I'd only note that when you say a model is `terrible`, all of this image generation technology is mind-blowing compared to what you could expect to do on consumer grade hardware just a few years ago. We've come a very long way in a very short time.
There are two main tools ( think ollama ) - Automatic1111 ( gradio like UI ) which only works with stable diffusion models... and ComfyUI ( NodeRed like UI ), where comfy ui supports all models but is harder to set up and learn.
For best model in general, I think that Ideogram 2 and Recraft model are the best one to use, recraft.ai allows you to create styles based on the images you upload and that's very useful as the model is not open.
For anime Novel V3 is still the best one after almost a year, Illustrious for open models.
I'm not even talking about the high res feature, just the returned image was better looking, more on-prompt and without weird artefacts
If you're generating images for personal use, there are lots of open weight models that are quite capable.
From the pictures I can kinda assume that this is some transformer/stable diffusion based image generator, but that's because I work in tech. If anyone at Flux reads this: please add a simple explanation above the fold that tells visitors something like "FLUX is an AI based image generator", or something like that. Explain what you do, before you dive into marketing terms and jargon.

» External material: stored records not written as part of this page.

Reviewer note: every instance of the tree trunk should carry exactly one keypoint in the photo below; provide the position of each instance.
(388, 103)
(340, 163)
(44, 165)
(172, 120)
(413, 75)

When I see a site that is more hype than substance, I assume it's some kind of grift and close the tab.
> Ready to experience the next generation of image creation? Access FLUX1.1 [pro] through our API today.
* "ultra" means 4x resolution at 10s/sample without sacrificing prompt adherence.
* "raw" means the generated images look more like candid photos.
* $0.06 per API call to generate an image.
no fluff, only detailed and specific information. the whole thing is less than 150 words.